Access to evidence-based news with journalistic integrity is integral to an informed populace participating in how they are governed and by whom.
I am sick with fear looking across Australia and around the world as the pillars of democracy gradually crumble everywhere.
There’s a deep anti-democratic rot eating away at trust and the rule of law and reason within our political parties, and across the media and our public institutions.
The capacity to think critically and express ourselves openly and rationally, and compassionately, is being crushed under the weight of ever concentrating power and people too afraid, too confused or too comfortable to challenge it.
What are we left with in the end – the rule of brute power and thuggery justified by wealth and privilege carving up the spoils for an elite few behind closed doors?
Dark times indeed.”
Or as Paul Keating said:
Nine had never done other than display “the opportunism and ethics of an alley cat.
“There has been no commanding ethical or moral basis for the conduct of its news and information policy. Through various changes of ownership, no one has lanced the carbuncle at the centre of Nine’s approach to news management. And, as sure as night follows day, that pus will inevitably leak into Fairfax.
“For the country, this is a great pity”.
Only capitalists in cahoots with big business would seek to eliminate diversity of opinion. Certainly a democratic society would not. There can be no doubt that if the Coalition were to win the next election then the big prize to go after would be the ABC.
We are now a competitive capitalist society. We compete for jobs, for houses, for the best of everything, for places at universities even for childcare. It’s a capitalistic society. It has to be competitive. Competition is the name of the game.
Capitalism tells us that poverty is the fault of the victim but wealth comes from virtue and both are the natural order of things and that meritocracy is a term used to explain that those at the top of the social scale have merit but is also a slur against those at the bottom.
But can we not be satisfied with what we have and build a better society around it.

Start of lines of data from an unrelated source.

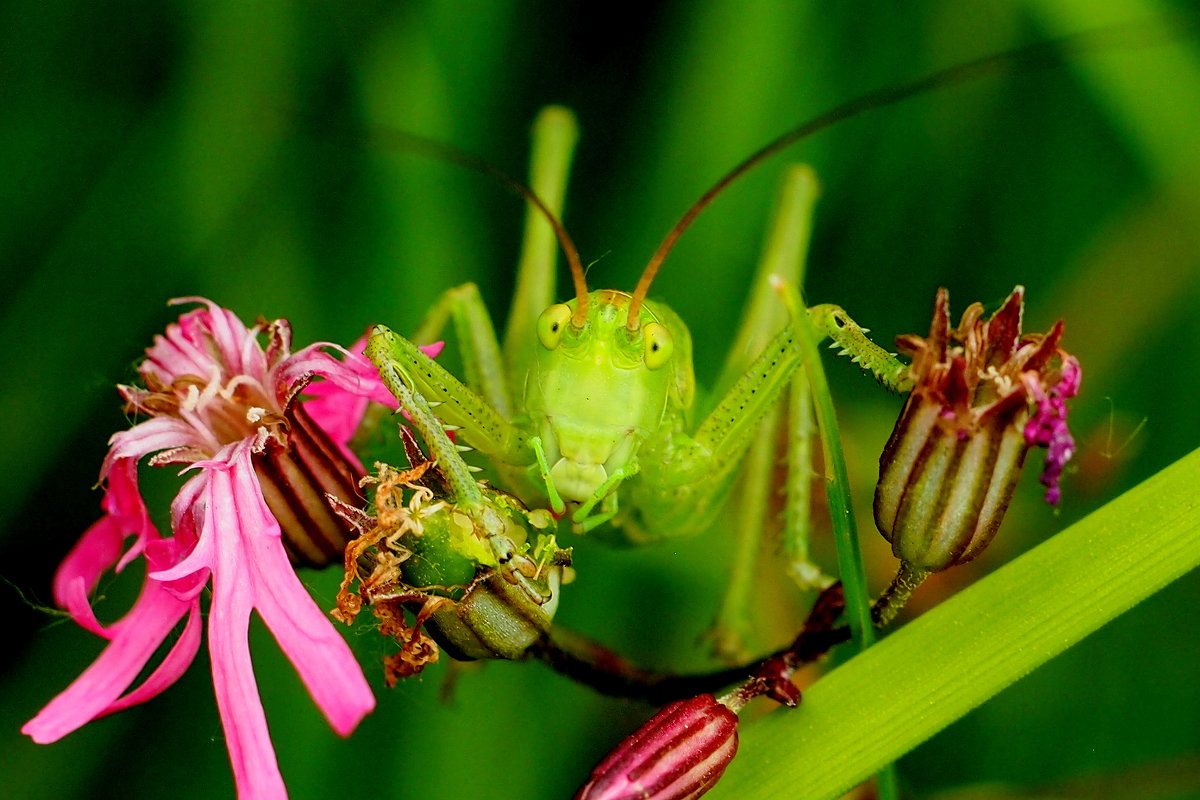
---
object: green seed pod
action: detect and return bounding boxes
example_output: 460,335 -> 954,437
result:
340,465 -> 570,674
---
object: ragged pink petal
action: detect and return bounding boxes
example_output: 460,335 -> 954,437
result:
164,297 -> 266,378
100,416 -> 206,479
230,450 -> 374,736
53,459 -> 157,638
20,581 -> 198,744
204,501 -> 287,800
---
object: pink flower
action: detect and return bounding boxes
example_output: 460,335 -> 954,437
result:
22,299 -> 439,798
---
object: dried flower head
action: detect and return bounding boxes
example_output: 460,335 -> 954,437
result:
875,287 -> 1080,572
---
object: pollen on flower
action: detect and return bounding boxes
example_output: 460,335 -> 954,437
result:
23,297 -> 441,798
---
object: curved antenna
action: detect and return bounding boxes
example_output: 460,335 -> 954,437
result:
625,19 -> 1195,331
371,123 -> 588,327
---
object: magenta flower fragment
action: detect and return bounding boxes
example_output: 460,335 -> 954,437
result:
22,299 -> 436,798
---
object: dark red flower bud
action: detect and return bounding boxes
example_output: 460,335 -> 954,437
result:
575,694 -> 738,800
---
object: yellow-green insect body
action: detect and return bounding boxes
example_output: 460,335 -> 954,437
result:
367,109 -> 815,543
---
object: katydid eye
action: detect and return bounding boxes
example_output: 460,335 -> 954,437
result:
642,323 -> 674,369
538,303 -> 571,350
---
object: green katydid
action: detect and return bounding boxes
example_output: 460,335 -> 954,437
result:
367,32 -> 1084,543
367,109 -> 816,542
367,29 -> 1161,657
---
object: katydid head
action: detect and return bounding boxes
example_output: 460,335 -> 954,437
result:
526,289 -> 691,503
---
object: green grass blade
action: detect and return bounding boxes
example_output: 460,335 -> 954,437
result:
710,450 -> 1200,799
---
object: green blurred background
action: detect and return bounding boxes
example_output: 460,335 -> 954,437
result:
0,0 -> 1200,800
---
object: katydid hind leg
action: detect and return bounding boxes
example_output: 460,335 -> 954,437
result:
366,325 -> 534,467
412,283 -> 515,419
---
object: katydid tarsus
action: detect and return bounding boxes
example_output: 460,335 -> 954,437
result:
367,25 -> 1171,657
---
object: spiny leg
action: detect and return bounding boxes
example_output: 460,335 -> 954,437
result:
412,283 -> 514,419
504,106 -> 580,381
809,303 -> 912,392
710,164 -> 820,660
365,325 -> 534,465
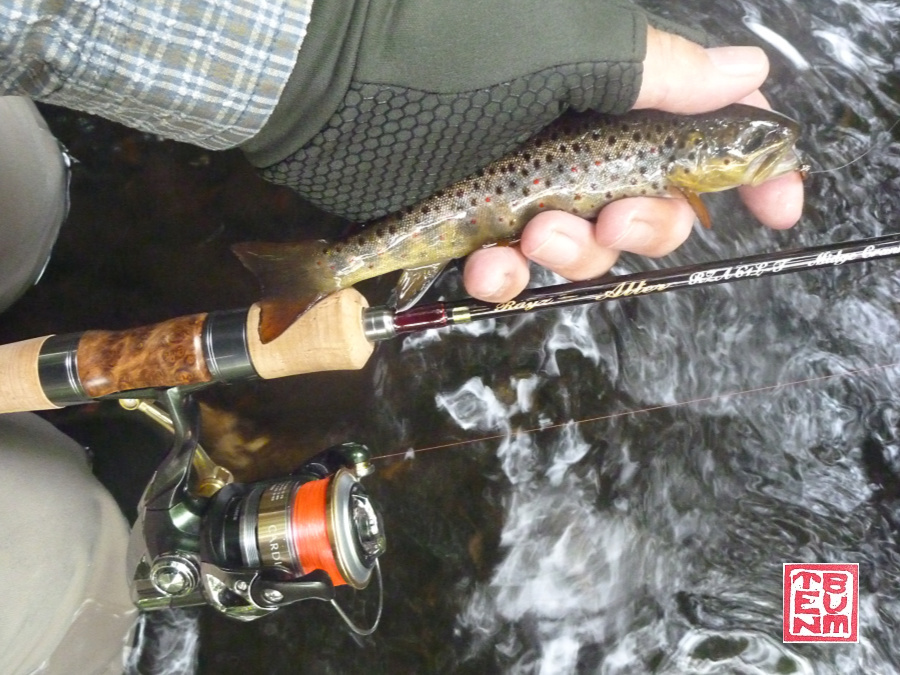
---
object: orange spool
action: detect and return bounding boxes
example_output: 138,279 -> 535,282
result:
291,476 -> 347,586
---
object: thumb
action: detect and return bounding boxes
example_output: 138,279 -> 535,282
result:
634,28 -> 769,113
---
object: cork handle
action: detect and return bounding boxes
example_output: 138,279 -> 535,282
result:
247,288 -> 374,380
0,336 -> 58,412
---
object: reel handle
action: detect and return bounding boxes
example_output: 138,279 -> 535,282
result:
0,288 -> 374,413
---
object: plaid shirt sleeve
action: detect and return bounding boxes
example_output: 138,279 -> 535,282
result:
0,0 -> 313,150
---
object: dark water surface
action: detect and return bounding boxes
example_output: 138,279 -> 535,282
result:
7,0 -> 900,675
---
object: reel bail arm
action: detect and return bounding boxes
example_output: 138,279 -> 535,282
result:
124,385 -> 385,635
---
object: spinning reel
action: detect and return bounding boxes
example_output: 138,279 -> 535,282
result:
122,387 -> 385,635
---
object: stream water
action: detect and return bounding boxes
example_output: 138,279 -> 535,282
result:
12,0 -> 900,675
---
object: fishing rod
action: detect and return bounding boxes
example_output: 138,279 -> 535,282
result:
0,234 -> 900,413
7,234 -> 900,636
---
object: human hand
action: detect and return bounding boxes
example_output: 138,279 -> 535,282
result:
463,27 -> 803,302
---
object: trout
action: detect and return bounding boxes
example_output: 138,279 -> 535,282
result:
234,104 -> 802,343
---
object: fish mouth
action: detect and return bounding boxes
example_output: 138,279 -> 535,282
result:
748,146 -> 805,185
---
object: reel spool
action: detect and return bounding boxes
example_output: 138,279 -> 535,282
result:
202,468 -> 385,589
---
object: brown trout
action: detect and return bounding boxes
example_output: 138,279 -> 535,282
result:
234,105 -> 801,343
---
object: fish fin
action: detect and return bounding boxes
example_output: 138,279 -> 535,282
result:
674,187 -> 712,230
257,293 -> 328,345
392,260 -> 450,311
231,241 -> 340,298
231,241 -> 341,344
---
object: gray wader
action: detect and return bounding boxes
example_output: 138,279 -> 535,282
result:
0,96 -> 136,675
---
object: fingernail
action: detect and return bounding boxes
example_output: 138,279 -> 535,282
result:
706,47 -> 769,76
528,232 -> 581,267
478,271 -> 511,302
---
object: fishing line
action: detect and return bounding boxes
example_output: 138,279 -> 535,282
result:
372,361 -> 900,461
291,477 -> 347,586
804,117 -> 900,177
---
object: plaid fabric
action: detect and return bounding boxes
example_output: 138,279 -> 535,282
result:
0,0 -> 313,149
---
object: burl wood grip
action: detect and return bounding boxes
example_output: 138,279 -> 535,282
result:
247,288 -> 374,379
78,314 -> 212,397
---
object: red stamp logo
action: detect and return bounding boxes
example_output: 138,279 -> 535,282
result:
784,563 -> 859,642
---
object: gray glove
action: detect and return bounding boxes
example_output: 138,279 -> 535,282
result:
243,0 -> 708,221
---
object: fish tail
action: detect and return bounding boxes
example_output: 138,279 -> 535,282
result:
231,241 -> 341,344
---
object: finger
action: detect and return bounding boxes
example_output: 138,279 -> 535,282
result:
520,211 -> 619,281
463,246 -> 530,302
738,172 -> 803,230
595,197 -> 696,258
634,28 -> 769,113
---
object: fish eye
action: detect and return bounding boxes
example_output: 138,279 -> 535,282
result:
744,129 -> 768,152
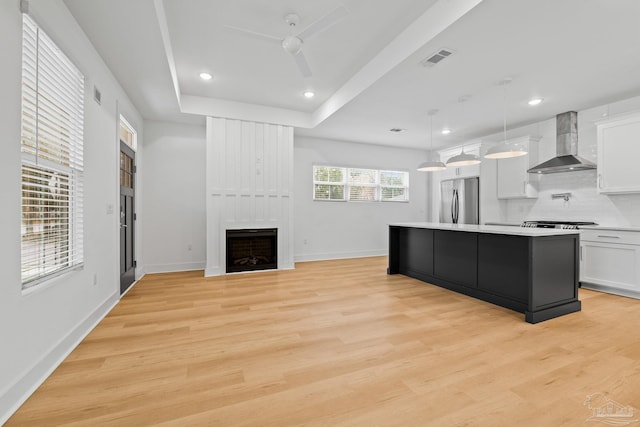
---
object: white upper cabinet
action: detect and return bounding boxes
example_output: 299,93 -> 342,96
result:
496,136 -> 540,199
436,143 -> 480,181
596,111 -> 640,193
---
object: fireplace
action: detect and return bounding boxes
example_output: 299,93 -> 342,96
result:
227,228 -> 278,273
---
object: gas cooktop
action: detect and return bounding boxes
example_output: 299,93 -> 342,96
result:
521,220 -> 598,230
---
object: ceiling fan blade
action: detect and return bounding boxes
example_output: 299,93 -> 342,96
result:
225,25 -> 282,44
298,5 -> 349,40
293,52 -> 311,77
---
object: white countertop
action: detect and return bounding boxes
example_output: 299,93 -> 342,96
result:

Why is it CEOs, entertainers and sports stars receive such excessive payments?
Surely “regulated capitalism” incorporating free markets can do more for society without there being an inference that it hinders individual pursuit.
In the absence of a better monetary system ideas are needed for how “regulated capitalism” can more effectively merge with business and how business can better improve its relationship with society.
Business must strive to become more worker friendly and embrace the concept of adding value to society and sustainability for itself. Together with cooperative Unionism a more harmonious society, intent on fairness and equality, might emerge.
Drip down economics is being critiqued all around the world but Conservative Capitalists still believe that the key to personal success or failure is within each individual‘s control. That a safety net is not required. Just three-in-ten Americans agree that government has a responsibility to help the poor.
As usual they see capitalism as separate to society. That capitalism exists as an economic and political system in which a country’s trade and industry are controlled by private owners for profit, rather than by the state.
All it has ever done is immorally make the rich richer beyond measure and the poor poorer on many levels. It has to end with a society for the common good where profit/wealth over and above what is reasonably fair and justifiable is fed back into society to enrich it for the benefit of all.
Richness obtained simply by the practice of overcharging must end and wealth acquired by inheritance should be taxed but riches acquired by hard work, diligence, entrepreneurialism, and enterprise should be encouraged.
My thought for the day
“The happiest of people don’t necessarily have the best of everything. They just make the most of everything they have.”